Case ID: ohio-law-abs_79/html/0071-01.html
Source: Caselaw Access Project
Author: {"author": "By PHILLIPS, J. By NICHOLS, PJ.", "license": "Public Domain", "url": "https://static.case.law/"}
Date Created: 2024-08-24T03:29:51.129683

ROWSER, Plaintiff-Appellant, v. BRUELL, Defendant-Appellee.
    Ohio Appeals, Seventh District, Mahoning County.
    No. 3914.
    Decided March 28, 1957.
    Leo Waldman, Youngstown, for plaintiff-appellant.
    A. L. Burgstaller, Youngstown, for defendant-appellee.
   OPINION

By PHILLIPS, J.

The trial judge sustained defendant’s demurrer to plaintiff’s eighteen interrogatories attached to her petition filed in the court of common pleas in her action against defendant to recover damages for personal injuries.

Plaintiff appealed on questions of law and contends that the trial judge abused his discretion and committed error prejudicial to him.

In a per curiam opinion written in the case of Gregory Van Cobb, a minor by and through his mother and next friend, Maretta Van Cobb, Plaintiff-Appellant, v.

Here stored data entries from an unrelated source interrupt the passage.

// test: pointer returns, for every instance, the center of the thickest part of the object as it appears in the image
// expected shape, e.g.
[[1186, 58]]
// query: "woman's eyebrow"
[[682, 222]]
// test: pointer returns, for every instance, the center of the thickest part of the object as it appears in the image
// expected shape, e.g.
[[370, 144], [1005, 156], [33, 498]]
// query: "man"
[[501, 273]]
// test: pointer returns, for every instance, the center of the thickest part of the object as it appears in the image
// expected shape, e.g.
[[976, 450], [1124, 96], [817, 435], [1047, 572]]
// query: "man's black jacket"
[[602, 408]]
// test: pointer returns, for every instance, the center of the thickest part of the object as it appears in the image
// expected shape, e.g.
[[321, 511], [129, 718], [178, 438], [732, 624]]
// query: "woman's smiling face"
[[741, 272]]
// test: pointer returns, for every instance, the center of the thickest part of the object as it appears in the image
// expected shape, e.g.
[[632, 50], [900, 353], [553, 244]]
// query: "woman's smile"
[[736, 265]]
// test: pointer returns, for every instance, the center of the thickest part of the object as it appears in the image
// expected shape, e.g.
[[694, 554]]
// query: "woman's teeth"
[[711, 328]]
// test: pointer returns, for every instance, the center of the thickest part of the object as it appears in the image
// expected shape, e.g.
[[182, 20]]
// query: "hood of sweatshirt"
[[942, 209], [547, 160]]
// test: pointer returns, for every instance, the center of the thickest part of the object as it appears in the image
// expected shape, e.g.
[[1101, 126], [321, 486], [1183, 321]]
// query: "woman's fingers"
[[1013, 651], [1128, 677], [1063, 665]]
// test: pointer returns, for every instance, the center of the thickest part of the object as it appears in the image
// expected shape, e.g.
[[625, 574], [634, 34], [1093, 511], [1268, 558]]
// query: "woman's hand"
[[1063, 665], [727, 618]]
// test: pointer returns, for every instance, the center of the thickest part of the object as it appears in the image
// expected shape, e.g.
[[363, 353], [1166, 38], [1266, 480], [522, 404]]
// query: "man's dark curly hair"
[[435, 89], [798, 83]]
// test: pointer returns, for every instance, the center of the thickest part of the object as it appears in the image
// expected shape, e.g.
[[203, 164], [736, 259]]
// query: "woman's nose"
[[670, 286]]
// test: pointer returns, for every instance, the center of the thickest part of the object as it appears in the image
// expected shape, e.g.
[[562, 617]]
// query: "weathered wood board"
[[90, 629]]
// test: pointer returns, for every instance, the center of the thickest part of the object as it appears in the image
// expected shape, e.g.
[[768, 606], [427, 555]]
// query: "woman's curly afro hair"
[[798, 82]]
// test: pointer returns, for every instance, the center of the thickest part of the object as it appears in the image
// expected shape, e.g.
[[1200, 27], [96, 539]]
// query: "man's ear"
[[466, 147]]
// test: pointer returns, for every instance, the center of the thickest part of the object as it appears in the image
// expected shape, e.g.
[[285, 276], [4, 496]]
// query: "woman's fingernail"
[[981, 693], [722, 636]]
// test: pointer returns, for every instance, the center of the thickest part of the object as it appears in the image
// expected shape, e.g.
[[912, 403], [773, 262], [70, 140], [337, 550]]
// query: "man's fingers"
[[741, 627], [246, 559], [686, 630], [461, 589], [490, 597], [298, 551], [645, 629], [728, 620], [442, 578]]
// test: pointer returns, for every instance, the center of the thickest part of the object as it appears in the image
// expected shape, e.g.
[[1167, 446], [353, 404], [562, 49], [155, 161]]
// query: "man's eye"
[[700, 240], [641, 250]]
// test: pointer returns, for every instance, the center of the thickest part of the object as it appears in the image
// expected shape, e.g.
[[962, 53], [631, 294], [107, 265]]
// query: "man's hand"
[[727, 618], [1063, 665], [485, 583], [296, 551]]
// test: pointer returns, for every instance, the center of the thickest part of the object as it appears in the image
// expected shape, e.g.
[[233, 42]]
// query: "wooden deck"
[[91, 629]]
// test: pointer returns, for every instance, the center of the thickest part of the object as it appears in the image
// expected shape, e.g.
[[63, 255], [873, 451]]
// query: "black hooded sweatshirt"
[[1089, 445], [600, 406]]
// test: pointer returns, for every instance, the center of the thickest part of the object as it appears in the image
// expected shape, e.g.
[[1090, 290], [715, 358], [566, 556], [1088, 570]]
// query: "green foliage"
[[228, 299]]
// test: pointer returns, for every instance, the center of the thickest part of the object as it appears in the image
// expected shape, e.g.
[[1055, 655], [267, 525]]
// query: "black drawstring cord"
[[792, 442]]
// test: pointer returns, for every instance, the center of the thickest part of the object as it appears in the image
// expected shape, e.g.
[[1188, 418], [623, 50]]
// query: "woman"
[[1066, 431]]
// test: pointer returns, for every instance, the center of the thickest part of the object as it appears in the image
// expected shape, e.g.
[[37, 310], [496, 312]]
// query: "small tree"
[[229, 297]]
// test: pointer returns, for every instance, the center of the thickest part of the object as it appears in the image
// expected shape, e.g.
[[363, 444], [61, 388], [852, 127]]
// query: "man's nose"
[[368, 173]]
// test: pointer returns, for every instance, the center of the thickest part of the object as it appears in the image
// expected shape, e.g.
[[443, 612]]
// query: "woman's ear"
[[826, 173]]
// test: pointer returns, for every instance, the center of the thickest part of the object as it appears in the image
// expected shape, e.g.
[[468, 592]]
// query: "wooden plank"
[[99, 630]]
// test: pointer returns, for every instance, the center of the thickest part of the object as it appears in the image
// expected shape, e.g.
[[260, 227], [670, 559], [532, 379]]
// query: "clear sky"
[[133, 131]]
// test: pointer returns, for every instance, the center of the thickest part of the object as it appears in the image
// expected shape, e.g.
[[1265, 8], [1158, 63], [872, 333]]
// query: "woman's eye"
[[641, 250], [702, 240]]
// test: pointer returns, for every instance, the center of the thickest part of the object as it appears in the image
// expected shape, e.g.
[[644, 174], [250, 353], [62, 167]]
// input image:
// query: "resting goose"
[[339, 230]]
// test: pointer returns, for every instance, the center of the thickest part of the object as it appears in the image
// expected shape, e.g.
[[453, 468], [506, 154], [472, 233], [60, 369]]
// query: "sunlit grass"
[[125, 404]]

Margaret Sudzina, Defendant-Appellee, Mahoning Appeal number 3823, decided March 15, 1956 (78 Abs 33), in which plaintiff’s counsel in the case we review was of counsel, this court said:—

“If the court incorrectly, stated the reasons for sustaining the demurrer to the interrogatories the reasons themselves are not grounds for reversal.
“If the judgment on the sustaining of the demurrer was lawful the matters embraced in the court’s opinion are of entire indifference to this reviewing court and constitute no ground of error. It is the decision of the court pronounced and not the reasons that is all important.
“In the absence of an abuse of discretion the sustaining of such demurrer is not a final appealable order. See Collins v. Cab Co., 157 Oh St 311.
“There is nothing before us to indicate that the trial judge was motivated by any unreasonable, improper or arbitrary consideration. Our conclusion is that there was no final order by the court of common pleas properly reviewable by this court, and for that reason the appeal is dismissed.”

No final appealable order having been entered in the case under consideration the appeal is dismissed.

NICHOLS, PJ, GRIFFITH, J, concur in judgment.

CONCURRING OPINION

By NICHOLS, PJ.

There is no final appealable order in this matter. The case is still pending and may go to trial upon the pleadings and evidence, in which event the plaintiff may or may not be prejudiced by the action of the trial court in sustaining the demurrer to the interrogatories.

Upon trial the plaintiff may recover a verdict satisfactory to her, and if the verdict is for the defendant or otherwise unsatisfactory to her the matter of error of the trial court in sustaining the demurrer to the interrogatories may then be presented to the court of appeals on appeal.

Appeal dismissed because there is no final appealable order at this time.

PHILLIPS and GRIFFITH, JJ, concur in judgment.